The Merry Widow is a lukewarm adaptations of the famous operetta, which was filmed before (in 1932) with a (IMHO) better cast – Maurice Chavalier and Jeannette MacDonald. The 1932 movie is generally a better one than this one (by miles). Lana Turner, who plays the widow of the title, is as lackluster as always. What can I say about her? No great actress, but she did have the star quality and managed to pull off more good movies than many more talented actresses. The male lead was taken over by Fernando Lamas – since I’m not a fan of the Latin lover types, I’ll just say skip.
Perdita’s lats movie under contract was Scandal at Scourie, a later Greer Garson movie. By 1952, Greer was not the major star she was in the early to mid 1940s – her movies were never as good as they were back then. However, she was always extremely watchable and could lively up even mundane material. Here she is again paired with Walter Pidgeon, in a touching story about.
Perdita made only one more movie, in 1957, John Wayne’s Jet Pilot. After that she completely dissipated from the Hollywood scene.
In early 1950, not long after she came to Hollywood, Perdita was seen with Ronald Reagan. It didn’t last long, unfortunately. Fortunately, another man came into his place.
His name was Felix Ferry, known as Fefe or Fifi Ferry, a famous movie agent. Ferry sure had a colorful life. Born in 1897 in Romania, he moved to Monaco and helped make Monte Carlo the hubbub of European jet set. He came to the States and opened and former owned of a top-notch New York restaurant, Monte Carlo. Ferry had connection with some shady characters, including mobster Frank Costello. He was also engaged for a time to dancer Hilda Knight. Ann Woodward, who famously killed her wealthy husband William Woodward, was a dancer at one of Fefe’s nightclubs before her marriage.

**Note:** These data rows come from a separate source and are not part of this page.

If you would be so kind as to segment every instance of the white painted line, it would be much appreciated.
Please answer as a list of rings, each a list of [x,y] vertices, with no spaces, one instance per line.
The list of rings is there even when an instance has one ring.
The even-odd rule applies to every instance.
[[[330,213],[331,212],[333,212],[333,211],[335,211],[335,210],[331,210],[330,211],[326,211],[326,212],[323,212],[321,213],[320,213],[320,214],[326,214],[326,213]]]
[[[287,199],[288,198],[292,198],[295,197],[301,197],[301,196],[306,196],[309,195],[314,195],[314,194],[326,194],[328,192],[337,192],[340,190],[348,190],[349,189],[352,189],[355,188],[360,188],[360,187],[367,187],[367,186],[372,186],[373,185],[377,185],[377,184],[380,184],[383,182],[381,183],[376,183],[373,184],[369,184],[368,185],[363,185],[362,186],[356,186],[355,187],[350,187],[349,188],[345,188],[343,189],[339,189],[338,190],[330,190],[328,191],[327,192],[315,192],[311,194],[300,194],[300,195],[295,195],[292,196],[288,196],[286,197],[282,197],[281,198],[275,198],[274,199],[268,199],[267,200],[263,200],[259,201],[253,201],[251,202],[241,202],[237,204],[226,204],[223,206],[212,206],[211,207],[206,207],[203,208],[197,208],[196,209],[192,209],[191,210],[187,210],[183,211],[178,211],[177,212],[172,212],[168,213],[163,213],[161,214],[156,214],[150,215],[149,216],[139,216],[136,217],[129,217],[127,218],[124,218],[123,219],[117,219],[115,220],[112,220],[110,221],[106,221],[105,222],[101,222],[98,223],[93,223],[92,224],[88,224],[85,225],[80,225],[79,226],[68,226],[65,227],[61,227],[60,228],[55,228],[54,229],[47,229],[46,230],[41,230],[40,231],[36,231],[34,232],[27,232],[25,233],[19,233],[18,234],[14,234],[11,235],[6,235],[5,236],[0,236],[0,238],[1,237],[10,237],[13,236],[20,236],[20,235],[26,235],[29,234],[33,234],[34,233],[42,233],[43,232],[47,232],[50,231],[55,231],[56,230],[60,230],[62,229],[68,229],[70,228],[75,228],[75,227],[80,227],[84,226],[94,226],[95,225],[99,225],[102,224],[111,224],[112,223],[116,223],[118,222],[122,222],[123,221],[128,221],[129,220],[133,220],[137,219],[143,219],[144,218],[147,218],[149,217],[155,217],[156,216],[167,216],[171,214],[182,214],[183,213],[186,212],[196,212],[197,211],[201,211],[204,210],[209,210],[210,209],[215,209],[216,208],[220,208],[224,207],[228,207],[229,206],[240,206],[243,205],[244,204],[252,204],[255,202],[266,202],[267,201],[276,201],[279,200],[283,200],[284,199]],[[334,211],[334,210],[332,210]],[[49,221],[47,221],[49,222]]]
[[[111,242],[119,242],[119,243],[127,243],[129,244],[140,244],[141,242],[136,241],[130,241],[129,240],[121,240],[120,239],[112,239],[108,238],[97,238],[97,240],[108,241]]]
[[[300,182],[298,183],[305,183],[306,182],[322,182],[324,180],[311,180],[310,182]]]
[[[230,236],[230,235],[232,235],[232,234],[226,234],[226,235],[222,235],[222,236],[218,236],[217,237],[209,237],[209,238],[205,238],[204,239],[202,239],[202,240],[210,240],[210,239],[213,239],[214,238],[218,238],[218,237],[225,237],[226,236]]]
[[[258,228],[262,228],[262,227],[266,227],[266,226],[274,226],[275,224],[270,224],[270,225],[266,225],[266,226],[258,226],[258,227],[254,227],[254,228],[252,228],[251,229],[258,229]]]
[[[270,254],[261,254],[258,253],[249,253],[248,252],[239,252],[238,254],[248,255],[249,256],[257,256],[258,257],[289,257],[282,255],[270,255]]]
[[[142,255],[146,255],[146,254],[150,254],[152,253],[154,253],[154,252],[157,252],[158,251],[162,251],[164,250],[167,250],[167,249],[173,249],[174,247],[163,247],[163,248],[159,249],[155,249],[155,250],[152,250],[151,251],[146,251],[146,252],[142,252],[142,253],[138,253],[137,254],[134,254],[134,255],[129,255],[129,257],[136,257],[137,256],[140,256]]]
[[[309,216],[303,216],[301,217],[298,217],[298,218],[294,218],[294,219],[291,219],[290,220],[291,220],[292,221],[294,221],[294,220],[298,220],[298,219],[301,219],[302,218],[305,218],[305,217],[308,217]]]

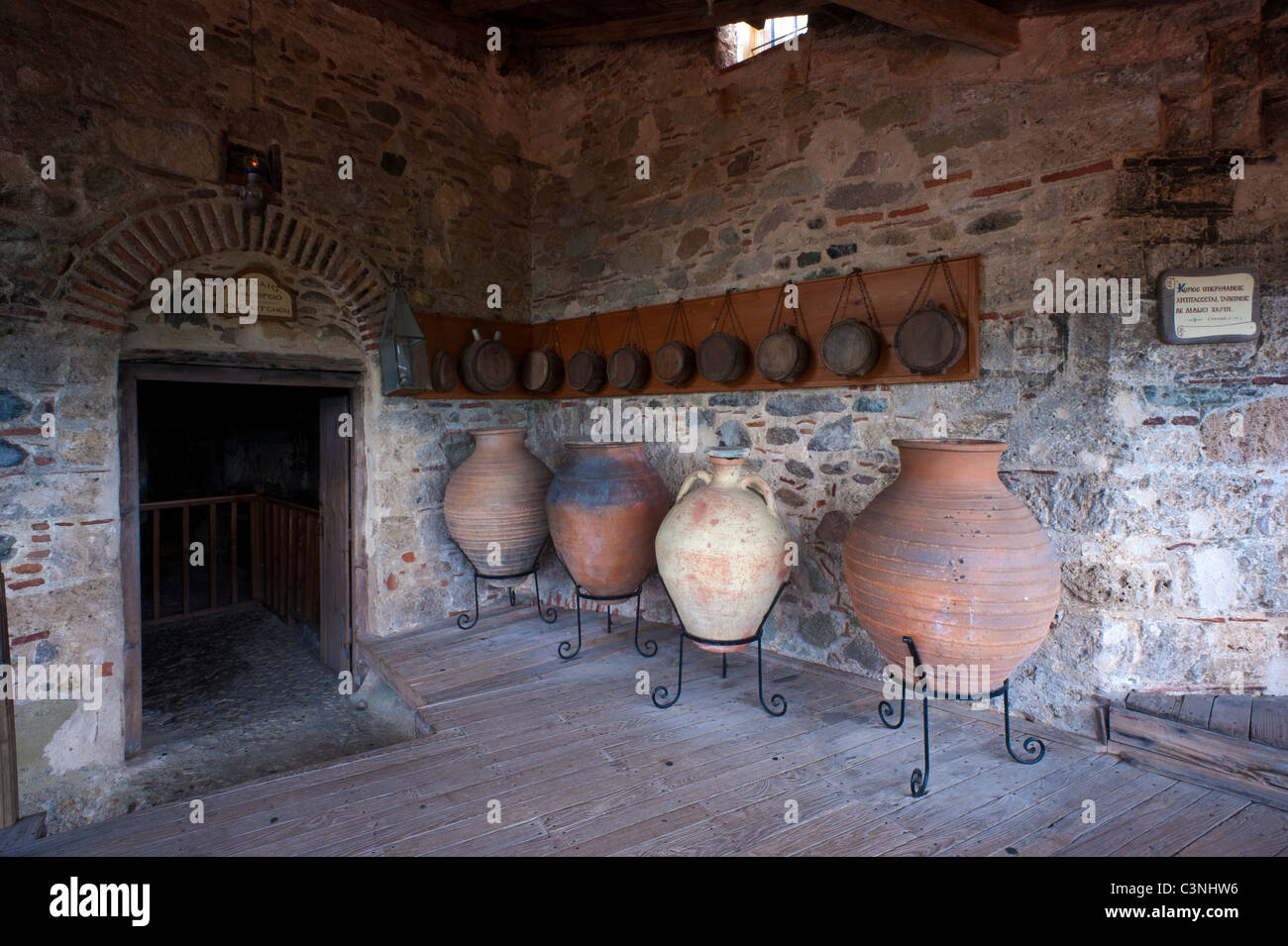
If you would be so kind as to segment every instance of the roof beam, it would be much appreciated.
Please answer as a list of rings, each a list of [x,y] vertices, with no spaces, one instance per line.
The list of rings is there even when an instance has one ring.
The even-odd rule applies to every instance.
[[[533,0],[452,0],[452,13],[457,17],[488,17],[532,3]]]
[[[692,10],[658,13],[652,17],[616,19],[592,26],[569,26],[551,30],[520,30],[515,39],[533,46],[577,46],[583,42],[627,42],[653,36],[672,36],[675,33],[715,30],[725,23],[739,23],[744,19],[757,21],[768,17],[791,17],[809,13],[818,6],[818,0],[725,0],[712,5],[711,14],[703,3],[696,3]]]
[[[831,0],[903,30],[953,40],[993,55],[1020,46],[1020,22],[978,0]]]

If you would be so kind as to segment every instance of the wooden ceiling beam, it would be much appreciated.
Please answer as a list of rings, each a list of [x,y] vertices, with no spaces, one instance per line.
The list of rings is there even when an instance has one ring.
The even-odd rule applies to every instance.
[[[872,19],[953,40],[993,55],[1020,46],[1020,22],[978,0],[831,0]]]
[[[452,13],[457,17],[491,17],[532,3],[533,0],[452,0]]]
[[[658,13],[652,17],[616,19],[592,26],[569,26],[553,30],[519,30],[515,40],[532,46],[577,46],[583,42],[629,42],[653,36],[715,30],[725,23],[744,19],[760,21],[766,17],[791,17],[809,13],[818,0],[725,0],[714,4],[707,14],[706,4],[693,4],[692,10]]]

Fefe was a slight man, under 5’5”, but with a magnetic presence and great charisma. As Fefe’s fiancee, Perdita mingled with the higher-ups of Hollywood (she was often likened to Elizabeth Taylor, whom she knew personally), and was a good friend of famous astrologer Carroll Righter.
In June 1953, Perdita went to Europe for the first time. She was to be married to Ferry in Germany. The couple traveled around a great deal before the nuptials were to take place. However, during one such trip, Fefe died from a sudden heart attack. The wedding was only three days away. Perdita, who was expecting to get married to a wealthy man, brought only a small sum of money with her. Fefe was dead, she was not his legal successor – she had no right to any of his inheritance. She didn’t have enough even to return back to the States. Fiercely independent and unwilling to fall onto the kindness of strangers, she hitch hiked to Paris, talked to some of Fefe’s friends, and got herself a spot as the chanteuse in the posh nightclub, the Elephant Blanc. Her show was a smash – soon she was overrun with offers for other engagements. She appeared for a time in Carroll’s, another fashionable nights spot, and toured a great deal (most notably to Egypt).
When an US newspaperman interviewed her in 1954, almost a year later, Perdita expressed her deep sorrow over Fefe’s death, but also a certain satisfaction over her present situation. She had no plans to return to the US any time soon, and she obviously enjoyed the “French living”.
In early 1955, Perdita became an ambassador for French wine. She gushed to the papers how wonderful French wine was, much better than sodas or coffee back in the States. In September of that year, Perdita was seriously injured in a car crash near Milan. She managed to recuperate and after such a life or death situation, came to the conclusion that it was time to return to the States in 1956, to continue her movie career.
What happened afterwards is a mystery to me. She returned to Europe and didn’t make another movie. Perdita got married to a French man, a Mr. Dalbavie, after 1958. Her son, Marc-André Dalbavie, was born on February 10, 1961. He became a famous composer.
I have no idea where Perdita is today, but I hope she had a good life!